Oooooh Baaaaby

Dear Reader,

Does the pitch of your voice change when talking to animals or tiny, immature humans? This phenomenon, otherwise known as “baby talk,” is curious in that many of us engage in it, but don’t really know why.

A few days ago, I was sitting outside in a public area doing some work on my laptop. A few feet away from me sat a group of two women, a man, and a small girl. It was the child’s birthday (maybe turning 3 or 4?) and the adults were throwing her a mini celebration, which featured dinner, dessert, and a few presents. After opening one gift, the little girl darted about the area seemingly in her own world. Her mother continually yelled out to her saying that there were more gifts. The incredulous girl would run over for about 5 seconds, get very excited and then run off again. The mother and the other woman continued to loudly coax her back and guide her through the opening of the next gift (which turned out to be some sort of “Frozen” toy). This whole ritual stood out to me because of the shift from the slightly-louder-than-average adult voices to the howling, high-pitched, cooing tones toward the young girl.

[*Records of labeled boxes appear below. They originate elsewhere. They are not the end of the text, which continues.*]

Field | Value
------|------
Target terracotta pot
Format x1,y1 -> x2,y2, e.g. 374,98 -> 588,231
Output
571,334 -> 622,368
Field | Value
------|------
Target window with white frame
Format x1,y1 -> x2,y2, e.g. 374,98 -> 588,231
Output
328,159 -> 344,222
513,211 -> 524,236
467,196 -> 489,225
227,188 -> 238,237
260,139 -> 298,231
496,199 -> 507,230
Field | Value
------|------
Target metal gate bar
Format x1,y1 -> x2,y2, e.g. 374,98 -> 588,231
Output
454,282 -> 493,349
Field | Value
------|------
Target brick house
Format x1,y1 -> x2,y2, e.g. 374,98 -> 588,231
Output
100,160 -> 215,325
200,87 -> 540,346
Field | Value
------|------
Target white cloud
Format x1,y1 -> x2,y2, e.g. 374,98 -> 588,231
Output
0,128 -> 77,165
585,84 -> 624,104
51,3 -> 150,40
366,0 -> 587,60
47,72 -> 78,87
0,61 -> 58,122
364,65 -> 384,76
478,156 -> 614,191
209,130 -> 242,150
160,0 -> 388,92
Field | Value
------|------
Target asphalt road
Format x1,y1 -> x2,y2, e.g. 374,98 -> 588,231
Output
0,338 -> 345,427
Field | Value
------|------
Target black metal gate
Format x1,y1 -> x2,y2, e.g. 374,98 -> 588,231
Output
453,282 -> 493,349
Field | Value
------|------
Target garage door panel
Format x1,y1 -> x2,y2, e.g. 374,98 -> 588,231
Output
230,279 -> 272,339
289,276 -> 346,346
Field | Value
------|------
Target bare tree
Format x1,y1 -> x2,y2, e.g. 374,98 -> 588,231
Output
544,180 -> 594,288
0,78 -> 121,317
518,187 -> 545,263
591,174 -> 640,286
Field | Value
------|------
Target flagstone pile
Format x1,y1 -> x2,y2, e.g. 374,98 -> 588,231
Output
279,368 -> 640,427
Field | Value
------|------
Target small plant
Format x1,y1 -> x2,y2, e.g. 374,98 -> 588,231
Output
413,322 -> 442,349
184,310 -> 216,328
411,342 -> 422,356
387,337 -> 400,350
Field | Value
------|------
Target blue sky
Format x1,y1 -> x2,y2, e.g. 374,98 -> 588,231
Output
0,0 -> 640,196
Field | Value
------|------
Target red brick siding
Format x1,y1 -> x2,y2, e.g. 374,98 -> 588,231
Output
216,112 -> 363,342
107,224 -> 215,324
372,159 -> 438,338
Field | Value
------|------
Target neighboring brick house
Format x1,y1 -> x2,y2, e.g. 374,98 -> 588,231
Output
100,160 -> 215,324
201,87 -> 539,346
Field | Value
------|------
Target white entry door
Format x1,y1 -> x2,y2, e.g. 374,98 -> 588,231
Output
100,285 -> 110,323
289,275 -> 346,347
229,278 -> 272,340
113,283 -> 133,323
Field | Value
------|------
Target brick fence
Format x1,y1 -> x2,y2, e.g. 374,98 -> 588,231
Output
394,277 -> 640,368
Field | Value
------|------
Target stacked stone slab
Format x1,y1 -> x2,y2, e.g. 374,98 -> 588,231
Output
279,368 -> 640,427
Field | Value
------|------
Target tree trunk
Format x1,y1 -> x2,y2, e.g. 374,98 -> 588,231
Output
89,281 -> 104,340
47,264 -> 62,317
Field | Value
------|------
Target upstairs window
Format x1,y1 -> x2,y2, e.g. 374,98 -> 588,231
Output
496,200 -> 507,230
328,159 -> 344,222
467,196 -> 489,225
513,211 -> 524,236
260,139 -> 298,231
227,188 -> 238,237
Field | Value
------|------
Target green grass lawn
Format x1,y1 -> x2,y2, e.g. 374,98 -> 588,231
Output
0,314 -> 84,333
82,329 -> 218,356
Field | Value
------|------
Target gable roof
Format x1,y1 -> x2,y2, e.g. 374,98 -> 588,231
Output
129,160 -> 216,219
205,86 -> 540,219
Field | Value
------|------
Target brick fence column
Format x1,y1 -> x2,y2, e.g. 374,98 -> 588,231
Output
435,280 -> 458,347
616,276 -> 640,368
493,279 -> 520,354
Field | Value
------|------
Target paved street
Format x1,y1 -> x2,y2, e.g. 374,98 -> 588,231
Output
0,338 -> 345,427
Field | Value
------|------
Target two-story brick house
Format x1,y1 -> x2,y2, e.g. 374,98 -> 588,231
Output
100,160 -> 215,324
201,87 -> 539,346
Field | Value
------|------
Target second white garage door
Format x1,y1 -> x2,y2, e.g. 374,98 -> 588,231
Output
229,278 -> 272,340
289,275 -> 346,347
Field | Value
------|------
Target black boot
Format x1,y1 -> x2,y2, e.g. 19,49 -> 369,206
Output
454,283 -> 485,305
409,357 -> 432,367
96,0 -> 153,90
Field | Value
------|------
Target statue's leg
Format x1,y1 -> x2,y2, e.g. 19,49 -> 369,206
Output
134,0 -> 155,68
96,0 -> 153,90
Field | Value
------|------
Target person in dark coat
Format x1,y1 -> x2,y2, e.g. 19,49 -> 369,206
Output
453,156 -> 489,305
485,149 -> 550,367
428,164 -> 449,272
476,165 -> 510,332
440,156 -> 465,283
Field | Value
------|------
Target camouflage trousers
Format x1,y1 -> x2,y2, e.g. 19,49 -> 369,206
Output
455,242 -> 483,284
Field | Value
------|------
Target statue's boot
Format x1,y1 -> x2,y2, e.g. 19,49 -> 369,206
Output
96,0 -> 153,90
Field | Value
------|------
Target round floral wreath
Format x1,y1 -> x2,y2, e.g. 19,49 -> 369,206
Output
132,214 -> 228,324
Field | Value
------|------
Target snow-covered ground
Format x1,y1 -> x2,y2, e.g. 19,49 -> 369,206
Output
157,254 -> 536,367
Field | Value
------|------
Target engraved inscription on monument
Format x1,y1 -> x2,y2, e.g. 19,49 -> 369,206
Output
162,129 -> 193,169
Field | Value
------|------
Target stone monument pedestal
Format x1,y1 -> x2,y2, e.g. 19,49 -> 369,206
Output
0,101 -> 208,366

As someone just wanting some peace and quiet, the ringing falsetto of the two women that would pierce through every now and again was, mildly put, unwelcome.

In my opinion, the reason we use baby talk is because we are expected to use baby talk. This circular reasoning is founded on the fact that we have all seen adults engage in this manner of speech (in real life, on TV, etc.), but when asked, we cannot give a real answer as to why people talk this way. While the use of baby talk may seem obvious — we talk this way so young children can better understand us — it isn’t actually.

We use baby talk when speaking to our non-verbal companions — namely, babies and pets. Why do we do it? According to, we use baby talk to reinforce the emotional meaning behind our message. So, if we see an adult do something impressive like a standing backflip, we may emit a terse “wow, good job!” But, if our young child takes five whole steps on their own, we may release an elated “wooooow, goooood joooob!” with a toothy grin and friendly eyes to boot, so the child knows that the message is positive without understanding the words. While speaking to babies in this way expends a bit more energy, research shows that babies actually do prefer high-pitched voices. Similarly, in an animal study, it was found that dogs too respond better to the higher-pitched, exaggerated tones of baby talk. The caveat in this study, however, is that it is unclear whether this preference in dogs is learned or innate.

Circling back to the toddler’s birthday party, to me it now seems reasonable that the adults were speaking so theatrically to get and sustain the child’s attention. Regardless, I, the casual curmudgeon, would much prefer it if baby talk — when done in a public place — would remain “talk” (or baby “whisper”) rather than the baby “yells” that I had to endure.